The Credit Info Library

What is a credit score?

A credit score summarizes each piece of your credit report data and calculates it into one number. Many assumptions can be made based on a credit score, including how likely you are to repay a home mortgage, auto loan or even if you make credit payments on time. A higher credit score means you more likely to get the credit that you're applying for. Often times a high credit score opens the door for better terms and rates.

How is a credit score determined?

A credit score number is calculated by using an equation that pinpoints various data points from all three credit reporting agencies which are called "score factors". Next, a comparison of this new information is made to other patterns found in thousands of past credit reports. This data is now used to show your credit risk level.

Here's a list of the most common score factors that impact your overall credit score.

  • Your credit inquiries
  • Your credit delinquencies
  • When you open new lines of credit
  • When your average balance of revolving credit is considered too high
  • A notable shortage of mortgage accounts

Why is my credit score even used?

Your credit score is an invaluable tool used by companies of every kind. From finance companies, employers and even insurance companies, relying on a credit score is a universal way to determine the creditworthiness or risk level you provide.

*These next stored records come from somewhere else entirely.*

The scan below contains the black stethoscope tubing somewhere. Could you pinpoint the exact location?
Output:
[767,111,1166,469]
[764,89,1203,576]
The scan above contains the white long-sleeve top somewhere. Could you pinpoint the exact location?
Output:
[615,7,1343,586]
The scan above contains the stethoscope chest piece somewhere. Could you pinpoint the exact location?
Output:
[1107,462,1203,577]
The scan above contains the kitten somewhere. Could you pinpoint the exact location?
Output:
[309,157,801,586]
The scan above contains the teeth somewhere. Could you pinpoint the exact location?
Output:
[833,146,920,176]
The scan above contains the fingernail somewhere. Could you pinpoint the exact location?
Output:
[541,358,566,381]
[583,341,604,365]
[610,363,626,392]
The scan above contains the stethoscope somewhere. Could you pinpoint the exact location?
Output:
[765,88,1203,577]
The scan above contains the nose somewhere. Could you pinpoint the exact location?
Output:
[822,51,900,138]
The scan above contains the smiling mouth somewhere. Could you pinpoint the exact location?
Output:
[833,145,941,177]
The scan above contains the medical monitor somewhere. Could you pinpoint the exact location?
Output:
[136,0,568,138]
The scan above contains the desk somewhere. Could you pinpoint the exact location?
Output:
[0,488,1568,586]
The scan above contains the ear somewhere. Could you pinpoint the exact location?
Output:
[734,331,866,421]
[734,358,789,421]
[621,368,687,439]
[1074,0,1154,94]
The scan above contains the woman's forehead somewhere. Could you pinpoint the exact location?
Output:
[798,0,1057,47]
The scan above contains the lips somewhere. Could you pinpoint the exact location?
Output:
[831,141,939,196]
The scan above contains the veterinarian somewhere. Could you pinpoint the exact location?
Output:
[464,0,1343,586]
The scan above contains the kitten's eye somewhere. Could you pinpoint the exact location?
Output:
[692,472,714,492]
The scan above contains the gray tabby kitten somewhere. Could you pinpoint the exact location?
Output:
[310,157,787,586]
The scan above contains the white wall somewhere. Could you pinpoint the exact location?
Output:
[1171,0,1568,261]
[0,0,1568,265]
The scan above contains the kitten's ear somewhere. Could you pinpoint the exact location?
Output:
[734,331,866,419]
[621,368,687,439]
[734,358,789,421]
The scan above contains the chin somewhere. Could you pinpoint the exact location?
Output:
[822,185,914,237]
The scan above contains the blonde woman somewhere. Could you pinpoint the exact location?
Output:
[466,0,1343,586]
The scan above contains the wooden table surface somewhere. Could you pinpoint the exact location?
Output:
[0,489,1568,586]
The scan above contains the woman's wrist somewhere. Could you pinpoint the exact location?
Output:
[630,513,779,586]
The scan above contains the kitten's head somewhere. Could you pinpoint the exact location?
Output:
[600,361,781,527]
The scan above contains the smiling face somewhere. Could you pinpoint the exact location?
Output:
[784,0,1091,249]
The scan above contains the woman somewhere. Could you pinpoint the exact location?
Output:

Companies use a credit score to help make quick credit decisions. This is a recognized "snapshot" of credit worthiness. Many creditors may also access a full credit report. Companies use this full report when they want to review a greater set of information to determine the level of credit risk.

Equifax, TransUnion, and Experian (three credit reporting agencies) offer industry-specific credit scores. Topic-specific industries use specialized reports for better understanding of any industry-specific information when reviewing credit. As an example, car industry lenders might use a credit score model to more accurately review and evaluate the history of your car or truck loan payments.

Industry-specific scores are based only on the records of an agency, it is very possible to differ from one agency to the next. This means credit score ratings can be different, depending on who is requesting it (renters, auto, mortgage, etc.).

Is there a way for me to see my own credit report?

You sure can! You are entitled by federal law to access your credit report once every 12 months for free. A fast and easy way to check your credit report is to visit Once you log in you'll be able to view your credit report from all three credit reporting agencies.

Keep in mind that the yearly credit report is not the same as credit monitoring. In order to monitor your credit from all 3 agencies, you will want to sign up for credit monitoring services that allow you to view your own personal report whenever you choose. monitors all 3 bureaus, so if anything suspicious arises, you will receive an alert in the portal.

How often do credit reports get updated?

Credit reporting agencies update every 30 days. But, what varies is the day of the month that creditors submit their information. Because there is no standard day of the month that creditors update the bureaus, it is possible that the agencies receive updates from one creditor on the fourth and from a different creditor the fourteenth. This is why it's a good idea for you to regularly access to your credit.

How to define credit monitoring?

Credit monitoring is a 24/7 service that continuously monitors your credit for any updates. As a member, you can rest assured that if any changes like new inquiries, missed payments, or any new accounts ever appear on your credit report you will be notified in our customer portal.

Credit inquiry, what is it?

When any type of company submits a request for additional information to better understand your creditworthiness, a credit inquiry occurs. Many companies use the elements found in your credit report to help their decision of how much credit they are willing to issue to you.

The most common types of credit inquiries are home loans, auto loans, or new apartments. Keep in mind that companies cannot make inquiries without your permission.

What are the benefits of a membership?

First, your membership comes with unlimited access to all your credit reports and scores. Next you get credit alerts, a credit report consultation and 24-hour credit monitoring. Finally, you get unlimited access to our credit education library and many other exclusive benefits.

How can I view my credit reports, scores & alerts?

Right after you enroll you'll be automatically linked to our member dashboard where your credit reports and scores are available. Easily navigate between benefits by using the tabs at the top of the page.

It's important to review your credit alerts regularly. To view your credit alerts simply click the "3-Credit Alerts" tab on the member dashboard. Then, click on that tab that is displaying the alert.

What do I do if I receive a credit alert?

The steps you take will depend on the alert. For example, you receive an alert for a new inquiry on your report. You should first consider if you've recently applied for credit, the alert is easily explained by that application. But if the inquiry was not due to an action you made, step #1 is to call the company listed on the inquiry. Staying up-to-date with your alerts and taking the steps to address them right away is very important.